Ha concluido el proceso electoral más cuestionado de la historia del Perú, con pena y sin gloria. Dicen algunos entendidos que la ciudadanía ha quedado dividida en aproximadamente 50% por los que votaron en segunda vuelta por el candidato proclamado y el otro 50% por su contendora. Discrepo de tal apreciación puesto que, en cifras gruesas, el proclamado tuvo alrededor de 8’000,000 de votos oficialmente y su contraparte algo más de 40,000 menos que aquel.
Afinando guarismos el proclamado tuvo más o menos el 35% de los votos y que, sumados los votos de la candidata contendora, más los que irresponsablemente no emitieron su voto, junto a los que votaron en blanco o anularon su voto, tenemos que el 65% de los que estaban registrados en el Padrón Electoral, no sufragaron por el proclamado y, no puedo decir candidato ganador porque quedan dudas y tampoco candidato exitoso, pues el supuesto triunfo podría ser pírrico.

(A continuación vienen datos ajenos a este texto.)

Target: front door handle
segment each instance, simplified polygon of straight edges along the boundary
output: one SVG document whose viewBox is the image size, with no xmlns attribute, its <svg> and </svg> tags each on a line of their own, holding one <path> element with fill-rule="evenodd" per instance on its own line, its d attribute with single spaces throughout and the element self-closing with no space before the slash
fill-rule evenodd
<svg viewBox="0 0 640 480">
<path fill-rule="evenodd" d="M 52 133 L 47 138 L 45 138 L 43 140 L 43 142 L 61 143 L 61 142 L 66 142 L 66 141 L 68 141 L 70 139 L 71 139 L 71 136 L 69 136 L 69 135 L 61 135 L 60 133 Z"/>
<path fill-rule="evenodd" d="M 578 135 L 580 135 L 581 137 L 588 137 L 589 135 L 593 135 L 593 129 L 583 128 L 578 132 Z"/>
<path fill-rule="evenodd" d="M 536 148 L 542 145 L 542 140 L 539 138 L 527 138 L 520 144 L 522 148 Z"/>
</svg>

Como dice el encabezado de esta columna, el proceso electoral que acaba de concluir deja dudas, quedan sombras y permanecen sospechas, y todo ello por la deficiente actuación de los organismos electorales, que pudiendo hacer una tarea prístina, no han generado credibilidad en los ciudadanos, al negarse a efectuar confrontaciones con el Padrón Electoral. Prefirieron la inacción, sabe Dios con qué propósitos.
En las redes sociales se habla de cerca de treinta irregularidades para no calificarlas con términos más duros. Entre ellas se señala que votaron personas fallecidas; que internos en penales emitieron voto; que hubo menores de edad como miembros de mesa; que se cuestionaron actas en que la contendora ganaba limpiamente; diferencias estadísticamente objetables entre resultado de la primera y segunda vuelta, respecto de la votación de la candidata; actas en que en segunda vuelta se consigna que el candidato tuvo el 100% de los votos, resultado difícil de creer.

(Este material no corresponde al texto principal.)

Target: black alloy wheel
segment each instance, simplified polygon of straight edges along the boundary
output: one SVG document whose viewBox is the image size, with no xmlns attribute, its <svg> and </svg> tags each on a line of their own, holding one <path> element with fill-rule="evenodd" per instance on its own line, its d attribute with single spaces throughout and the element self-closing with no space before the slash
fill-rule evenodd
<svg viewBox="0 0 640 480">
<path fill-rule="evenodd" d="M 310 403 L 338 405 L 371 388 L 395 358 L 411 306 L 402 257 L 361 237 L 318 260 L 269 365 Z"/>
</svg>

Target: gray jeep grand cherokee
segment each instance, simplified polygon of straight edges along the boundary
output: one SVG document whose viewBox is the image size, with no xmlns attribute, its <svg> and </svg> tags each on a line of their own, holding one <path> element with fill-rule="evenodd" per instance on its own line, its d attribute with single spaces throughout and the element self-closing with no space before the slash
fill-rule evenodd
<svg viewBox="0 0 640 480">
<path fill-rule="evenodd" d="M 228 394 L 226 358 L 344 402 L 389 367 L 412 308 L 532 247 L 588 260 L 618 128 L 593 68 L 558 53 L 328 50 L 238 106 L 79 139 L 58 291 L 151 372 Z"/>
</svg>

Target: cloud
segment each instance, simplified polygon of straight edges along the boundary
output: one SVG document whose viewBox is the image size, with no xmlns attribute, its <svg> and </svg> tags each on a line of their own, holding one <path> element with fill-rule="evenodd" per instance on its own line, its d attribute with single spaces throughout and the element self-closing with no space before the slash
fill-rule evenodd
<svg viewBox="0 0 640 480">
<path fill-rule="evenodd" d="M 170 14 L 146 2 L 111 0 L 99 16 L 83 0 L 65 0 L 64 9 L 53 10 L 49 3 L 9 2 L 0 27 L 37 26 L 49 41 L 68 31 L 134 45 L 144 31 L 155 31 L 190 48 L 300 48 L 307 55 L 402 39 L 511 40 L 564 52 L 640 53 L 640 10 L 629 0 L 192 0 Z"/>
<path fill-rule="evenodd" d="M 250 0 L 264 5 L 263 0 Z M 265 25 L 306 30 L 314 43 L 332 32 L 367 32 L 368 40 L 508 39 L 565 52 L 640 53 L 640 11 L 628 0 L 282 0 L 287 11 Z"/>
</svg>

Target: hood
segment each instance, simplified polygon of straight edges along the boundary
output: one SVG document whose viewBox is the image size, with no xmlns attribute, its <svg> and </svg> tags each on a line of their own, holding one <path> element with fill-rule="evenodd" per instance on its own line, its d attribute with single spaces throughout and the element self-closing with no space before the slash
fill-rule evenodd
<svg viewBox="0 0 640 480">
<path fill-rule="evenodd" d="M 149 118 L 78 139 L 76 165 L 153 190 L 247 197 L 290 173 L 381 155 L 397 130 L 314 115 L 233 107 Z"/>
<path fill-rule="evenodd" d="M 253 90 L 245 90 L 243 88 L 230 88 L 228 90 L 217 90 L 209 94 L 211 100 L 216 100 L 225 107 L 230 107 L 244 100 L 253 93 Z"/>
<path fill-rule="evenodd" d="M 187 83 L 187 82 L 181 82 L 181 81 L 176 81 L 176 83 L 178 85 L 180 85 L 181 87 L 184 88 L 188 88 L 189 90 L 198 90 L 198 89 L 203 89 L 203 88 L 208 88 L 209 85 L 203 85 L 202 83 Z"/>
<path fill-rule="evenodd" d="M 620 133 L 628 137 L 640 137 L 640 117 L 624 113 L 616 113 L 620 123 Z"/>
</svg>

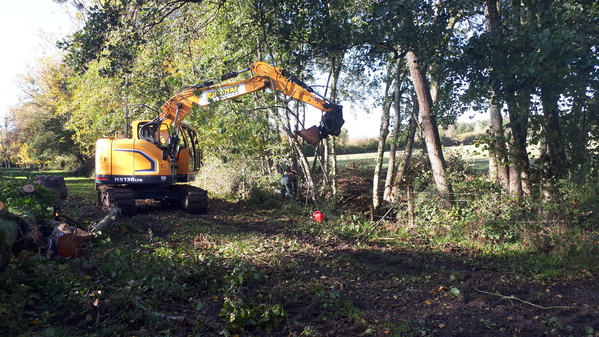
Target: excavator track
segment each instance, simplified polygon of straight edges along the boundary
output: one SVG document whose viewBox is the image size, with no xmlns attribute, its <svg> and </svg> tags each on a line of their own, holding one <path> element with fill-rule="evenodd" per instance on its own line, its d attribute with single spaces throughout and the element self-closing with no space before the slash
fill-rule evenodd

Pero hay más, ni el JNE dispuso la exhibición de los padrones por la ONPE, ni esta última los mostró pudiéndolo hacer; evidencias del adoctrinamiento a personeros del candidato con instructivos de falsear resultados; rechazo de impugnaciones por extemporáneas pese a que no se había vencido el plazo para formularlas; campaña electoral con indicios de utilización de fondos indebidos para no hacer señalamientos más graves; candidata a vicepresidenta impedida de postular pero a otros candidatos sin razón legal alguna se les impidió estar en la partida; y no sigo para no cansarlos.
El Congreso tendrá que cumplir con su tarea de contrapeso democrático y de control constitucional de las acciones del Poder Ejecutivo que se instale, debiéndolo hacer dentro de la legalidad y teniendo en cuenta que la Democracia exige balance de poderes. A su vez los ciudadanos tenemos que estar atentos y vigilantes para evitar que las autoridades que asuman responsabilidades públicas lo hagan infringiendo la normatividad constitucional y legal.
Lo cierto es que hay mucha desconfianza y no es para menos. Dicen que las órdenes se cumplen sin dudas ni murmuraciones, pero en este caso ambas continúan y estará en manos de las autoridades ganarse el respeto ciudadano.